We’re looking for an AI Engineer to join our outsourcing team — not a pure ML researcher, but a pragmatic, data-driven backend engineer who knows how to put LLMs, vision APIs, and off-the-shelf models to work inside real products.
Most of our work isn’t training models from scratch — it’s understanding the business logic, collecting and cleaning data, wiring it into LLMs or services like AWS Textract, and shipping the result as a reliable API inside our existing platform.
If you’ve spent the last few years building APIs and integrations, you’re comfortable with data, and you’ve leaned hard into Cursor or Claude Code to deliver projects faster — this is for you.
What you’ll do
Build and ship LLM-powered features: prompt design, data prep, passing context to the model, parsing and validating output, returning clean APIs.
Design and implement integrations between our product and third-party AI services (OpenAI, Anthropic, Hugging Face models, AWS Textract, etc.).
Take document-processing and computer-vision tasks end-to-end: ingest → Textract/vision API → post-process → structured output consumed by our backend.
Write backend services and APIs in Node.js (our primary backend), dropping into Python when a task calls for it (model work, data scripts, fine-tuning).
Fine-tune existing models and prompts — not from scratch, but iterating on what’s already in place to get better accuracy, cost, or latency.
Do the unglamorous but critical work: data collection, cleaning, transformation, pattern-finding — often by letting an LLM do the heavy lifting on structured and unstructured input.
Maintain and improve existing AI and automation workflows already running in production.

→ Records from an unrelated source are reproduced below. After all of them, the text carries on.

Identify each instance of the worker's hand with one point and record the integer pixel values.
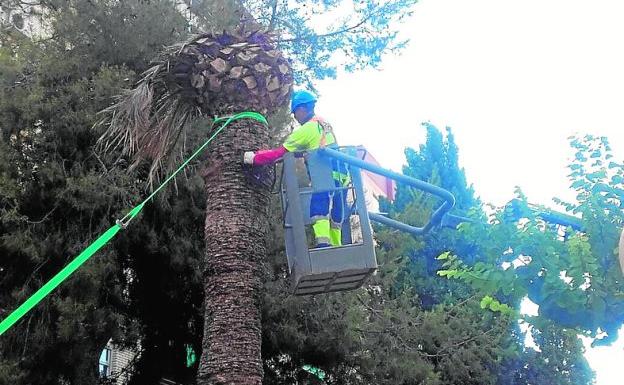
(248, 157)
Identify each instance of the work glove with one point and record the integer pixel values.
(248, 157)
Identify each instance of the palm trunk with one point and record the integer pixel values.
(235, 232)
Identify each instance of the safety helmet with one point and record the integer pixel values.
(301, 97)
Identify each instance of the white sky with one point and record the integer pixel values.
(513, 79)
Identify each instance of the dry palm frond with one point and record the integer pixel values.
(210, 74)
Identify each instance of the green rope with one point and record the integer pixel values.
(62, 275)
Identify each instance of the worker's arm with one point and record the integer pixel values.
(298, 140)
(262, 157)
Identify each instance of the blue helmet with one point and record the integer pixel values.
(301, 97)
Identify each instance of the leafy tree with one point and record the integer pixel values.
(56, 85)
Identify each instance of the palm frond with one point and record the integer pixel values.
(210, 73)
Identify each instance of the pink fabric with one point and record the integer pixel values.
(263, 157)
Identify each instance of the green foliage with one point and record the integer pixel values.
(57, 194)
(573, 276)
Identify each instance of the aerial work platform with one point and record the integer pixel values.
(346, 267)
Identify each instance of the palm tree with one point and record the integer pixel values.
(215, 74)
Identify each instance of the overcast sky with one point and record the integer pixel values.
(513, 79)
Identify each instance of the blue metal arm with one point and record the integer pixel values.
(449, 199)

Monitor cost and performance of model/API usage, propose optimizations, and forecast costs for new features.
Prepare and present demos and solution overviews to U.S.-based clients.
Document architecture, prompts, and pipelines in Confluence.
What we’re looking for
2+ years shipping production backend systems, with meaningful hands-on experience integrating LLMs or AI APIs into real products.
Strong in Node.js with the flexibility to work in Python — or a Python engineer who’s comfortable committing Node.js code. We need someone fluent on both sides; pure-Python candidates won’t be a fit.
Solid grasp of algorithms and data structures — enough to write custom logic when an LLM or library can’t cover the case.